# Horovod

HorovodRunner is a general API to run distributed DL workloads on Databricks using Uber’s [Horovod](https://github.com/uber/horovod) framework. By integrating Horovod with Spark’s barrier mode, Databricks is able to provide higher stability for long-running deep learning training jobs on Spark. HorovodRunner takes a Python method that contains DL training code with Horovod hooks. This method gets pickled on the driver and sent to Spark workers. A Horovod MPI job is embedded as a Spark job using barrier execution mode. The first executor collects the IP addresses of all task executors using BarrierTaskContext and triggers a Horovod job using mpirun.

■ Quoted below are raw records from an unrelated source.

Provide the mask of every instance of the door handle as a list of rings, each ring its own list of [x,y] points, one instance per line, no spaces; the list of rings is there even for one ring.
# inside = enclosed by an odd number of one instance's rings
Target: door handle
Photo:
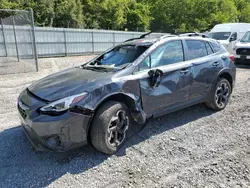
[[[217,67],[217,66],[219,66],[219,64],[220,64],[219,62],[214,62],[214,63],[213,63],[213,66],[214,66],[214,67]]]
[[[189,68],[183,69],[181,70],[181,74],[187,74],[189,72]]]

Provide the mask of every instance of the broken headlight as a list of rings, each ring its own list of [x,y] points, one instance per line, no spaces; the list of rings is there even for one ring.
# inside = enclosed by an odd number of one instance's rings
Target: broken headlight
[[[60,114],[84,99],[86,95],[87,93],[82,93],[54,101],[40,108],[40,111],[47,114]]]

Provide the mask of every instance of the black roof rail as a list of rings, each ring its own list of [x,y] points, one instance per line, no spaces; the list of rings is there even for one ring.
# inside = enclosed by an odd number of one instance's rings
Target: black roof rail
[[[128,42],[128,41],[131,41],[131,40],[136,40],[136,39],[143,39],[146,36],[150,35],[151,33],[152,33],[152,31],[150,31],[148,33],[145,33],[145,34],[141,35],[140,37],[136,37],[136,38],[131,38],[131,39],[125,40],[124,42]]]
[[[202,37],[202,38],[210,38],[208,35],[204,33],[197,33],[197,32],[190,32],[190,33],[181,33],[179,34],[180,37]]]

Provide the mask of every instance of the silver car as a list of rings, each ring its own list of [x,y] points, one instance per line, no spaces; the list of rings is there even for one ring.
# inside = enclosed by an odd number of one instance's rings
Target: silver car
[[[235,63],[250,64],[250,31],[239,40],[234,46]]]

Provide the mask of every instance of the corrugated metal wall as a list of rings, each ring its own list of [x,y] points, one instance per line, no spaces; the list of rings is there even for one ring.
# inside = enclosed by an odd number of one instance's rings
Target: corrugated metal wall
[[[0,28],[0,56],[6,56],[6,52],[7,56],[16,56],[13,27],[5,25],[3,29]],[[16,34],[19,55],[23,58],[32,57],[34,53],[31,28],[29,26],[16,26]],[[96,54],[142,34],[144,33],[71,28],[35,28],[38,57]],[[162,34],[153,33],[151,35],[159,36]]]

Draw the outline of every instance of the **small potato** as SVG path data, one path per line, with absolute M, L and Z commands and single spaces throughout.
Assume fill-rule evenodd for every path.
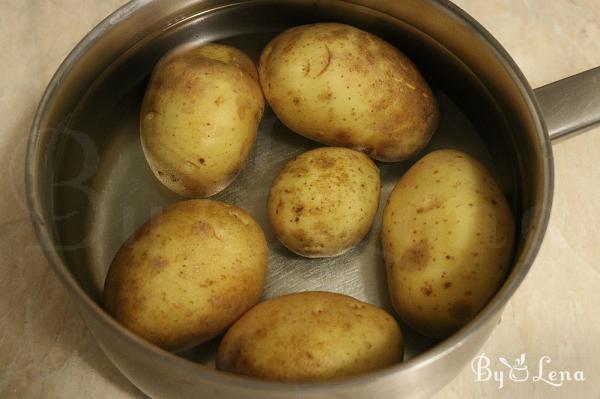
M 396 320 L 346 295 L 303 292 L 262 302 L 227 332 L 217 368 L 287 381 L 322 381 L 402 361 Z
M 156 66 L 140 135 L 152 172 L 187 197 L 208 197 L 243 168 L 264 98 L 252 61 L 220 44 L 185 48 Z
M 219 334 L 258 302 L 267 255 L 260 226 L 242 209 L 178 202 L 119 249 L 104 304 L 148 341 L 184 350 Z
M 287 127 L 380 161 L 412 157 L 437 128 L 437 101 L 415 65 L 352 26 L 318 23 L 279 34 L 262 52 L 259 76 Z
M 454 150 L 426 155 L 400 179 L 383 212 L 394 308 L 424 335 L 451 334 L 504 280 L 514 236 L 509 205 L 479 161 Z
M 371 228 L 380 187 L 379 169 L 363 153 L 335 147 L 308 151 L 273 182 L 269 221 L 277 238 L 298 255 L 337 256 Z

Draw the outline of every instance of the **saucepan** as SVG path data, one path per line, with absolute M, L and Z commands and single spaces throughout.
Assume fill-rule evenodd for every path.
M 517 243 L 501 289 L 449 338 L 425 339 L 404 328 L 405 361 L 394 367 L 327 383 L 266 382 L 217 371 L 218 340 L 177 355 L 153 346 L 109 317 L 100 298 L 121 243 L 150 215 L 180 199 L 154 179 L 139 145 L 141 99 L 156 62 L 179 44 L 212 41 L 256 60 L 277 32 L 317 21 L 370 31 L 414 61 L 441 109 L 440 126 L 424 152 L 457 148 L 485 163 L 511 204 Z M 28 201 L 49 263 L 93 336 L 147 395 L 421 398 L 472 359 L 535 259 L 552 204 L 552 141 L 598 121 L 599 68 L 534 91 L 498 42 L 445 0 L 134 0 L 90 32 L 50 82 L 31 129 Z M 264 298 L 326 290 L 393 312 L 378 224 L 358 248 L 325 260 L 293 256 L 268 233 L 270 182 L 286 160 L 315 146 L 267 110 L 247 167 L 217 198 L 246 209 L 267 231 L 271 254 Z M 382 201 L 410 163 L 379 165 Z

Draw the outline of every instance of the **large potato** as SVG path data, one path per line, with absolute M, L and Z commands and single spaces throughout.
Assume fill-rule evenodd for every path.
M 402 361 L 398 324 L 346 295 L 303 292 L 262 302 L 227 332 L 217 367 L 279 381 L 318 381 Z
M 264 109 L 256 68 L 241 51 L 207 44 L 167 55 L 142 105 L 142 148 L 166 187 L 208 197 L 243 168 Z
M 435 151 L 398 182 L 383 212 L 392 303 L 421 333 L 444 337 L 471 320 L 502 283 L 515 226 L 484 166 Z
M 379 169 L 363 153 L 336 147 L 305 152 L 273 182 L 267 204 L 271 226 L 299 255 L 340 255 L 371 228 L 380 186 Z
M 118 251 L 104 287 L 106 309 L 165 349 L 214 337 L 261 296 L 267 242 L 242 209 L 222 202 L 176 203 Z
M 436 99 L 413 63 L 352 26 L 319 23 L 281 33 L 263 50 L 259 76 L 290 129 L 380 161 L 415 155 L 437 127 Z

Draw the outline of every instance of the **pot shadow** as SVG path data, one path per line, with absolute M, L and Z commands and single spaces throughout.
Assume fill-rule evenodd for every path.
M 18 396 L 46 396 L 82 385 L 94 389 L 96 376 L 112 388 L 96 384 L 98 389 L 118 391 L 132 398 L 145 398 L 104 355 L 85 326 L 71 298 L 49 266 L 38 244 L 26 207 L 23 182 L 25 149 L 31 120 L 35 113 L 32 94 L 19 120 L 7 129 L 11 154 L 9 186 L 0 197 L 2 226 L 0 235 L 0 284 L 5 296 L 0 303 L 2 315 L 3 364 L 0 396 L 3 392 Z M 6 222 L 8 220 L 8 222 Z M 74 393 L 74 392 L 73 392 Z M 22 394 L 22 395 L 21 395 Z

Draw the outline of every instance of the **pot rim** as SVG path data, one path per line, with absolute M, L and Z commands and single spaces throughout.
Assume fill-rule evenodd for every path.
M 127 20 L 131 15 L 138 12 L 145 6 L 151 3 L 155 3 L 160 0 L 131 0 L 121 8 L 113 12 L 102 22 L 100 22 L 94 29 L 92 29 L 69 53 L 65 60 L 61 63 L 58 70 L 50 80 L 40 104 L 37 108 L 33 124 L 29 132 L 29 140 L 27 145 L 27 155 L 25 162 L 25 187 L 27 204 L 31 217 L 32 224 L 37 236 L 37 239 L 42 247 L 44 254 L 49 261 L 50 265 L 62 281 L 62 283 L 68 288 L 71 295 L 79 301 L 80 304 L 87 307 L 105 326 L 111 330 L 116 330 L 122 338 L 124 338 L 129 345 L 134 345 L 137 349 L 151 352 L 157 358 L 162 358 L 163 361 L 172 363 L 173 366 L 187 368 L 195 367 L 198 370 L 199 376 L 204 376 L 207 379 L 220 381 L 222 384 L 230 386 L 243 386 L 244 388 L 253 388 L 257 390 L 330 390 L 337 389 L 340 387 L 352 387 L 362 385 L 367 382 L 373 382 L 373 380 L 390 377 L 396 373 L 401 373 L 407 370 L 414 370 L 423 368 L 431 363 L 436 362 L 438 359 L 445 357 L 451 352 L 459 349 L 465 341 L 468 341 L 474 333 L 486 324 L 490 318 L 495 317 L 499 314 L 506 303 L 510 300 L 516 289 L 520 286 L 521 282 L 527 275 L 545 235 L 545 231 L 548 225 L 550 217 L 550 209 L 552 205 L 552 194 L 554 186 L 554 171 L 553 171 L 553 156 L 550 145 L 550 138 L 547 133 L 546 125 L 542 118 L 540 107 L 536 100 L 536 97 L 531 89 L 527 79 L 516 65 L 514 60 L 510 57 L 508 52 L 500 45 L 500 43 L 473 17 L 468 15 L 458 6 L 451 3 L 449 0 L 422 0 L 433 4 L 434 6 L 444 9 L 446 12 L 460 19 L 472 30 L 473 35 L 479 36 L 485 45 L 491 50 L 491 52 L 499 59 L 502 64 L 506 67 L 507 71 L 511 75 L 513 81 L 516 83 L 523 99 L 526 101 L 529 112 L 535 122 L 537 139 L 539 145 L 542 147 L 541 152 L 543 154 L 542 160 L 542 171 L 543 179 L 542 186 L 542 206 L 538 213 L 538 220 L 532 224 L 535 226 L 530 233 L 528 240 L 529 248 L 524 251 L 519 259 L 519 270 L 513 272 L 510 275 L 510 279 L 507 280 L 500 290 L 496 293 L 493 299 L 481 310 L 481 312 L 466 326 L 448 337 L 447 339 L 439 342 L 431 349 L 395 366 L 388 367 L 386 369 L 377 370 L 365 374 L 356 376 L 350 376 L 339 380 L 333 380 L 328 382 L 316 382 L 316 383 L 286 383 L 276 381 L 264 381 L 250 377 L 235 375 L 219 371 L 206 367 L 202 364 L 195 363 L 191 360 L 179 357 L 174 353 L 163 350 L 136 334 L 123 327 L 116 320 L 110 317 L 104 309 L 93 301 L 87 293 L 78 284 L 75 277 L 71 274 L 65 262 L 61 259 L 56 248 L 54 247 L 49 231 L 49 224 L 46 223 L 43 217 L 43 204 L 41 192 L 37 190 L 37 181 L 39 178 L 39 171 L 37 166 L 40 164 L 39 160 L 44 155 L 43 149 L 39 148 L 39 140 L 42 136 L 41 123 L 43 115 L 46 109 L 54 101 L 56 93 L 62 84 L 63 77 L 71 72 L 78 60 L 95 44 L 95 42 L 110 31 L 115 25 L 122 23 Z M 250 0 L 252 2 L 253 0 Z M 352 0 L 337 0 L 345 3 L 354 3 Z

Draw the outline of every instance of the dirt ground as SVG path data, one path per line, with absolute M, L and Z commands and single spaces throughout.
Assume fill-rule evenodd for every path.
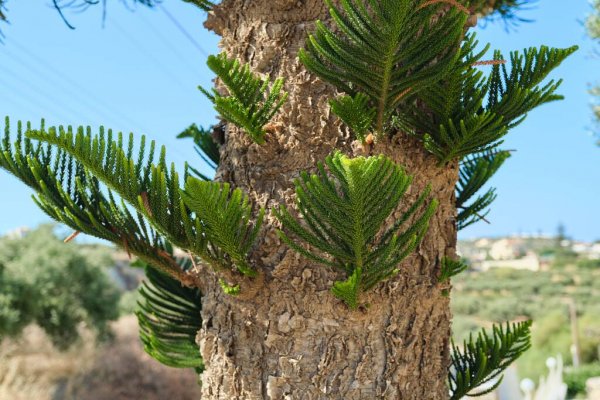
M 94 345 L 89 335 L 65 353 L 29 327 L 0 345 L 3 400 L 198 400 L 193 370 L 165 367 L 144 353 L 135 316 L 114 323 L 115 340 Z M 86 337 L 87 336 L 87 337 Z

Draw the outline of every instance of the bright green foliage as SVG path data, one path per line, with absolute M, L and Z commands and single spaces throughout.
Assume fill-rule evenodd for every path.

Each Python MPI process loads the pickled program back, deserializes it, and runs it.

<br>

![](https://files.training.databricks.com/images/horovod-runner.png)

For additional resources, see:
* [Horovod Runner Docs](https://docs.microsoft.com/en-us/azure/databricks/applications/deep-learning/distributed-training/horovod-runner)
* [Horovod Runner webinar](https://vimeo.com/316872704/e79235f62c) 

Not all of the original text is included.